First of all, let’s look at the definition of the data pipeline. The data pipeline is a sequence of data processing steps each going one by one. Every step consumes data from the previous one and feeds the result as an input to the following step. Now let’s look at why businesses may benefit from creating automated data pipelines, the common steps pipelines may have, and the tools Broscorp is using to build an effective custom data pipeline.
Why may businesses benefit from automated data pipelines?
These days, business productivity depends on speed and quality of decision-making.
Every decision should be data proved, and this can only be achieved using data from different sources and of different origins. Just a few examples:
Combining data from accounting and sales departments can help you decide about the efficiency of your business.
Collecting real-time data from the blockchain, transforming and analysing it on the fly may help create a service for investment profitability prediction.
Collecting real-time metrics from hundreds of hardware appliances can dramatically improve your maintenance practices and prevent service outages.
These are only a few of examples when your business may benefit from creating an automated custom data pipeline. So generally speaking, the overall common approach is the following:
Collect data from different sources (either internal or external).
Do the math, calculate metrics, find patterns.
Store into data warehouse.
Build comprehensive Business intelligence solutions on top using PowerBI, Tableau, etc.

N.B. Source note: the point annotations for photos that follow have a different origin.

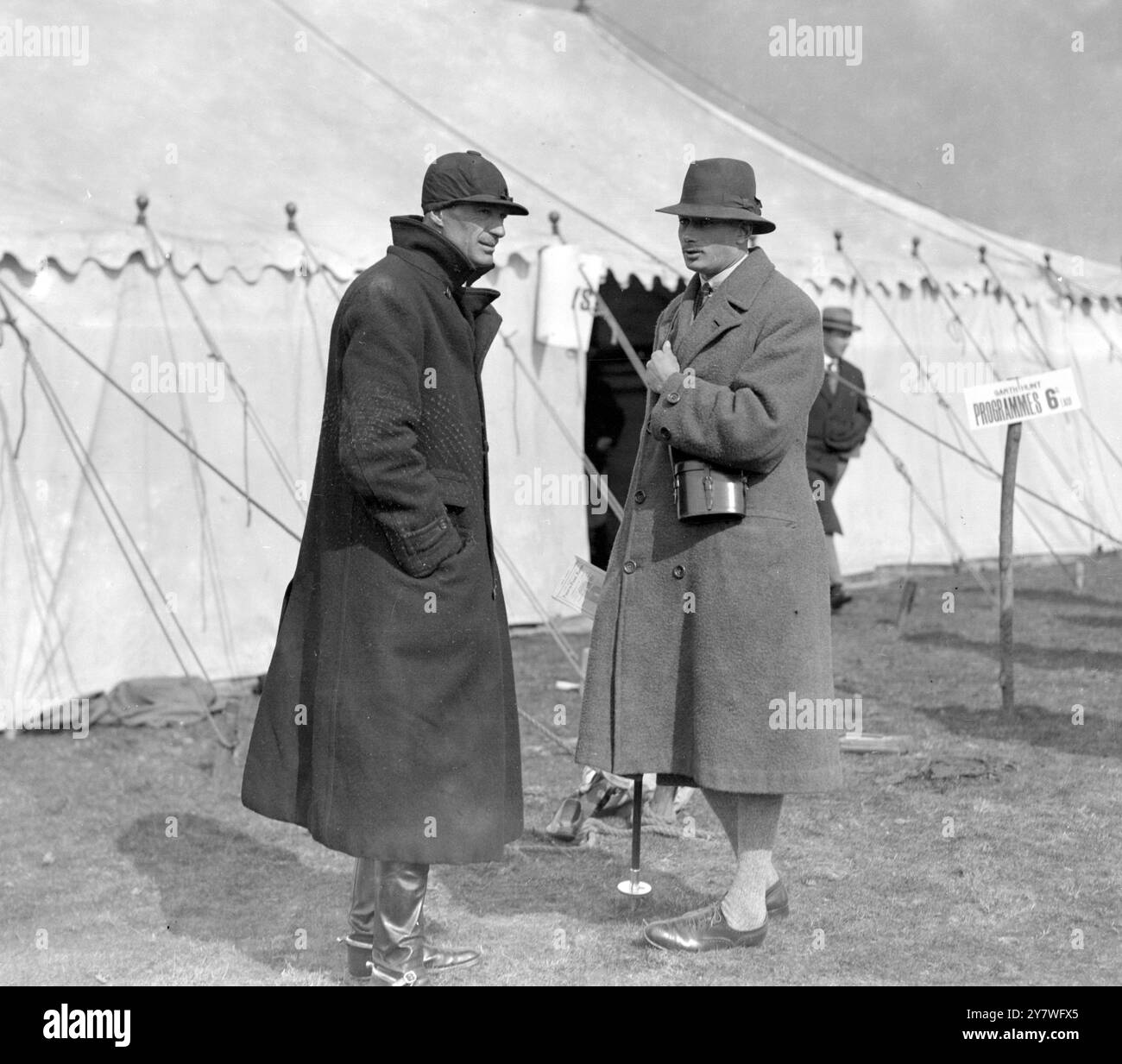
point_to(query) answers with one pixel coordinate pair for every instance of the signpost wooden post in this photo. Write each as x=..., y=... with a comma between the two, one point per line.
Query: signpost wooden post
x=1010, y=402
x=1005, y=570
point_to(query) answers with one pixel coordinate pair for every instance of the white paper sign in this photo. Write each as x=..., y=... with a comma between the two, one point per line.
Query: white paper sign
x=1021, y=399
x=580, y=587
x=567, y=283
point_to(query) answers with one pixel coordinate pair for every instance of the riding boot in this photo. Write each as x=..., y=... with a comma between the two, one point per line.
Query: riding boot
x=386, y=941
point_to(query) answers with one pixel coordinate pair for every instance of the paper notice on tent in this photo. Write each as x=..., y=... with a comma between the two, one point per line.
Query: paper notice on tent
x=1021, y=399
x=580, y=587
x=567, y=284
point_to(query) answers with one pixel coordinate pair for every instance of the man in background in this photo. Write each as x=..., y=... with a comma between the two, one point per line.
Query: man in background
x=835, y=432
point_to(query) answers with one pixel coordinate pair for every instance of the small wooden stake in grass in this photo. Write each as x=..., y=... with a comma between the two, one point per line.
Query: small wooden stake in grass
x=634, y=885
x=1005, y=570
x=907, y=601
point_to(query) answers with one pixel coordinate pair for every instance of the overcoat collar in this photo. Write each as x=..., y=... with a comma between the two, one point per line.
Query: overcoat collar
x=724, y=310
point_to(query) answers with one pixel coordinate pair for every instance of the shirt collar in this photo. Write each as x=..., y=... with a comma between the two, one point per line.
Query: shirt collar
x=722, y=276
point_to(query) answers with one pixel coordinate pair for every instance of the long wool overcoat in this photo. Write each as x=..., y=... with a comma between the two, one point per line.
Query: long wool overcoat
x=388, y=723
x=702, y=626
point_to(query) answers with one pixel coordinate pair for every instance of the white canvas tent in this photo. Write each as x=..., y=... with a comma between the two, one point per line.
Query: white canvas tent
x=221, y=114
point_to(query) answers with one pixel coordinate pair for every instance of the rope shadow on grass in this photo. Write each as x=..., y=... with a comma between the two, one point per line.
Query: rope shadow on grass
x=220, y=885
x=576, y=882
x=1036, y=725
x=1024, y=653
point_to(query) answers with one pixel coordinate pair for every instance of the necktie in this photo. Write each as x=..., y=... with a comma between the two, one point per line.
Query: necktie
x=705, y=290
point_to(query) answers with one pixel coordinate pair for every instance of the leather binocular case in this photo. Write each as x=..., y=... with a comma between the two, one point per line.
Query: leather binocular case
x=703, y=491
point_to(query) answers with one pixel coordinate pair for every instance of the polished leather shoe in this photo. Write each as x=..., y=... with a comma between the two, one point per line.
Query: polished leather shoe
x=403, y=966
x=702, y=930
x=436, y=959
x=777, y=900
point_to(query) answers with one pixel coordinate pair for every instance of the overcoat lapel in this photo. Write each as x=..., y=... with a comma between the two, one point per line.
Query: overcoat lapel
x=724, y=310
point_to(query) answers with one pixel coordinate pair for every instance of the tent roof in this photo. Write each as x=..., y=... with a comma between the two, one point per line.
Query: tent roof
x=221, y=114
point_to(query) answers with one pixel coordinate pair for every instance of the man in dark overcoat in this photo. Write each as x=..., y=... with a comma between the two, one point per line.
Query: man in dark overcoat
x=837, y=426
x=705, y=626
x=388, y=723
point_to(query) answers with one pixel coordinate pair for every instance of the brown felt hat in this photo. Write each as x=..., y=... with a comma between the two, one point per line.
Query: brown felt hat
x=721, y=189
x=838, y=319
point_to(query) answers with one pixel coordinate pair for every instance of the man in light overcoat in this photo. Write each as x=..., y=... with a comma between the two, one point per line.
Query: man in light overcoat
x=706, y=626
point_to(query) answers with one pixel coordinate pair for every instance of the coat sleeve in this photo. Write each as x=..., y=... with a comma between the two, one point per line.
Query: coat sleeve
x=752, y=422
x=380, y=399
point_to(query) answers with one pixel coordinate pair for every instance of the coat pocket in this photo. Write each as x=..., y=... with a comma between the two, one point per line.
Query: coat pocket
x=455, y=488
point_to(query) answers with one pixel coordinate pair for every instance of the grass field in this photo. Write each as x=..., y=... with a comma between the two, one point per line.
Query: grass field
x=990, y=853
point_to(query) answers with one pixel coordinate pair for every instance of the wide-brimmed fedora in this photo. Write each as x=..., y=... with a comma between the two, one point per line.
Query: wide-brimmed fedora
x=838, y=319
x=466, y=178
x=721, y=189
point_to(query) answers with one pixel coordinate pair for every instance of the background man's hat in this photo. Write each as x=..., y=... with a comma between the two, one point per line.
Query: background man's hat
x=466, y=178
x=838, y=319
x=721, y=189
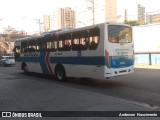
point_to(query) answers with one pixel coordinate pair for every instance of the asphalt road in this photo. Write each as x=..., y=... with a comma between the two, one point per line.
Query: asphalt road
x=137, y=91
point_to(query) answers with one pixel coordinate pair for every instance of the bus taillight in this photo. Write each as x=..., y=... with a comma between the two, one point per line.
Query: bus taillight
x=107, y=59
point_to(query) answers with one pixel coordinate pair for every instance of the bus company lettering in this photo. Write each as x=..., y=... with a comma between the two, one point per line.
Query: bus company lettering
x=122, y=51
x=58, y=53
x=31, y=54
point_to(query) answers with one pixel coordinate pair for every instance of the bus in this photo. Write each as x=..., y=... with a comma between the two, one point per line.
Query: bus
x=99, y=51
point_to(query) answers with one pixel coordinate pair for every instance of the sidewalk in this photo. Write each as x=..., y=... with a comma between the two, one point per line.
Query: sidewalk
x=145, y=66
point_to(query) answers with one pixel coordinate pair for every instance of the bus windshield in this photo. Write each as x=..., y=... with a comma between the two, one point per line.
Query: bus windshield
x=119, y=34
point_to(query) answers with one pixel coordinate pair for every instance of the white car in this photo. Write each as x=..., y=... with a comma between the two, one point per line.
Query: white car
x=8, y=60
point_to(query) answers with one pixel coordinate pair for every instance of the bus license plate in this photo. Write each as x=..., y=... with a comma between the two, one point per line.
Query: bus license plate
x=122, y=63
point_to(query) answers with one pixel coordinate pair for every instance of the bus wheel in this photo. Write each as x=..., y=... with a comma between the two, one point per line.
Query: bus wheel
x=60, y=73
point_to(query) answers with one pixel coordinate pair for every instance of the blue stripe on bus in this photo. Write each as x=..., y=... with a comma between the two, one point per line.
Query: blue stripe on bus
x=120, y=62
x=79, y=60
x=65, y=60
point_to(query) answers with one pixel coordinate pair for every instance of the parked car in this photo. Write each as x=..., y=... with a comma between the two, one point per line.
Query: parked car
x=8, y=60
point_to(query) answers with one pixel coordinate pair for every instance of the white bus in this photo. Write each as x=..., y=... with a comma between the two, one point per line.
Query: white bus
x=98, y=51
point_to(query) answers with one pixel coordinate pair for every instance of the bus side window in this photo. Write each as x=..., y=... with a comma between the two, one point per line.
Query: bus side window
x=54, y=43
x=64, y=42
x=24, y=46
x=83, y=40
x=41, y=44
x=75, y=41
x=67, y=43
x=94, y=35
x=16, y=51
x=32, y=45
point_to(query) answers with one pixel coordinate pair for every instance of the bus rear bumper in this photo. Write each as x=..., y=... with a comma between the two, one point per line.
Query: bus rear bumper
x=117, y=72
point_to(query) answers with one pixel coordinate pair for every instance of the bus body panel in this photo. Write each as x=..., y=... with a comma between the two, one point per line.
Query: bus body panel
x=81, y=63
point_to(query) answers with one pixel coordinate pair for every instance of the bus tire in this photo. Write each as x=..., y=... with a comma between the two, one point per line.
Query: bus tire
x=60, y=73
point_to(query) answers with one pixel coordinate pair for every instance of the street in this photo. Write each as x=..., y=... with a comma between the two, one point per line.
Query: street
x=133, y=92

The main advantage of a data pipeline is that it is an automated process. It runs on schedule, it runs on demand but it runs automatically without human interaction, preventing errors, drastically increasing the speed of processing, and letting you concentrate on business goals.
Common steps the effective data pipeline should have
Every ETL pipeline consists of:
Reading data from input sources.
Storing the result.
Let’s look deeper at each of the steps:
Reading data from input sources includes integration with different systems which act as providers of data. These systems expose their data in different formats (JSON, XML, Avro, Parquet) and by using different technologies (Rest API, JsonRPC, gRPC).
Transforming data means:
Cleaning data from duplicates or garbage entries.
Storing isn’t just throwing data into the database. Depending on the load, type of usage, and business needs, it can be data lake, data warehouse, or a simple relational database. When it comes to the Big data pipeline, it is especially important to store data fast enough to deliver data to the end-user as fast as possible without any losses.
Broscorp’s approach to build effective custom data pipelines is the following
Broscorp has built a decent amount of data processing pipelines for multiple clients. And we’ve learned a lot about how to build such pipelines efficiently. Broscorp is very focused on building a pipeline which literally increases profit or decreases losses. So first of all, we collect the requirements and understand the business needs. It’s all about business needs!
Then we collect the functional requirements like formulas or analyses which should be made with incoming data. There are also non-functional requirements like the speed of processing, reliability, maintainability, etc. ’Cause literally, building a big data pipeline crunching terabytes of data is not the same as building simple data processing automation.
Based on functional and non-functional requirements, we choose from a variety of tools which we are going to use to solve your business problem.
Our toolset consists of:
Apache Flink, Apache Spark, Kafka Streams—to process data.
Apache Airflow, Apache Dagster—to orchestrate the data pipeline.
AWS RedShift, Timescale, ClickHouse, AWS S3—to efficiently store and retrieve the data.
Among languages, we are most experienced in Java and Python.
Depending on business needs, we choose the right cloud platform such as AWS, GCP, or Azure.